Blown-out, plugged lines don't need it; doubtful lines do. Use only antifreeze labeled for pools, at the label's rate per foot of pipe — never automotive antifreeze. In Broomfield the freeze clock starts around October 11, so settle this during closing, not during the first cold snap.

How far should I drain my pool for winter?

As far as your cover manufacturer specifies and no farther — typically a few inches below the skimmer mouth for solid covers, near normal level for many mesh systems with skimmer plugs. Never drain fully: an empty shell can shift or crack under groundwater pressure.

What happens if you don't winterize a pool?

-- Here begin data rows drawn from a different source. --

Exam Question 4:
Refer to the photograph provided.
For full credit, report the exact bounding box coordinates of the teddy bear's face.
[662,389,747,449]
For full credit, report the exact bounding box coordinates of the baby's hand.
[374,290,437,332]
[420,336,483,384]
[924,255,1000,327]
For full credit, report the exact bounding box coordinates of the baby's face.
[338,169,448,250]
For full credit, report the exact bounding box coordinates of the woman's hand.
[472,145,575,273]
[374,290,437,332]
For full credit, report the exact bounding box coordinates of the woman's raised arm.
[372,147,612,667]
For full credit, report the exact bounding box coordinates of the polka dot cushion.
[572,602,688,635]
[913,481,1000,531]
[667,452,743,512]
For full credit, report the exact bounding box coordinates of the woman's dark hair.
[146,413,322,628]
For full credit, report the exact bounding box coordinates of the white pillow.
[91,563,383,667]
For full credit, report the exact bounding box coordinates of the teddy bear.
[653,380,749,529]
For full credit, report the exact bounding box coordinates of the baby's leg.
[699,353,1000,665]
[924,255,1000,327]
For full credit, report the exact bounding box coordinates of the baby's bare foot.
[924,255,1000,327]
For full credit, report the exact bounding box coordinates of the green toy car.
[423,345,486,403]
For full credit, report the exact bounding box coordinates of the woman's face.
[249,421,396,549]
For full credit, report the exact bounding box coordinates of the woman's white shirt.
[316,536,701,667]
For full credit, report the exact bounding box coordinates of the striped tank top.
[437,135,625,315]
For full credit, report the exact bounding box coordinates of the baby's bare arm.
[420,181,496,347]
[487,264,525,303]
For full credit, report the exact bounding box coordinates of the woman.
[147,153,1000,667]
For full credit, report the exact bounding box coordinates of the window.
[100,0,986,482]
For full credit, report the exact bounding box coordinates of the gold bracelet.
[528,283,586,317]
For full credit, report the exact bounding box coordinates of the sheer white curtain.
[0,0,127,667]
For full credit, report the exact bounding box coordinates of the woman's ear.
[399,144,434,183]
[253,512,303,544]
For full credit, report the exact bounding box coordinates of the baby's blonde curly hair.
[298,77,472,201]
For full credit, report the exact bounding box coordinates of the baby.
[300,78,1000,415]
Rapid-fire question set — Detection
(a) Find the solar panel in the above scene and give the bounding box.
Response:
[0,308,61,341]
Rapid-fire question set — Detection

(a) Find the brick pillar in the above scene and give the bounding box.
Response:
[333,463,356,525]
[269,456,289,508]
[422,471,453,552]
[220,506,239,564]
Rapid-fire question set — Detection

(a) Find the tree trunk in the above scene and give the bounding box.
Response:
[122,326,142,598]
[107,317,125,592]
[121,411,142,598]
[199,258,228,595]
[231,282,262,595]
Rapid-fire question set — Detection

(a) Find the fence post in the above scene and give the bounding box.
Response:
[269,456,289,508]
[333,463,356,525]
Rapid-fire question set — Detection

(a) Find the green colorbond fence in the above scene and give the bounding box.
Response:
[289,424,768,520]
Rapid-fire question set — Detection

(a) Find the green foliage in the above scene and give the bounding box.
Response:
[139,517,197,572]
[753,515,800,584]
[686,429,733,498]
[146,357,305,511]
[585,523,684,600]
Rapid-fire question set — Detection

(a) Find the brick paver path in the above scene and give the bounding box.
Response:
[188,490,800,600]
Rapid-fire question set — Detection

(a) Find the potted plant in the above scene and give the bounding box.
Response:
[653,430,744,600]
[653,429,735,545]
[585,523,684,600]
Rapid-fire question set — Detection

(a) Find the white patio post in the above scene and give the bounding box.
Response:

The freeze finds every shortcut. Ice in an unprotected pump or heater cracks castings from the inside; ice in underground lines splits fittings you can't see until spring. Broomfield reaches freeze territory around October 11 — the checklist above is cheaper than any one of those repairs.

When is the last safe date to close in Broomfield?

Treat October 4 as the deadline in Broomfield. It's derived from the 1991–2020 normals: a week of margin before the October 11 first-freeze normal. Weather varies year to year, so watch the 10-day forecast in late October — an early cold snap moves the real deadline, and the widget above flags exactly that.

Data: NOAA 1991–2020 climate normals via Northglenn (4.3 mi); live outlook by Open-Meteo. Full attribution on the sources page. Model assumptions and error bars on methodology.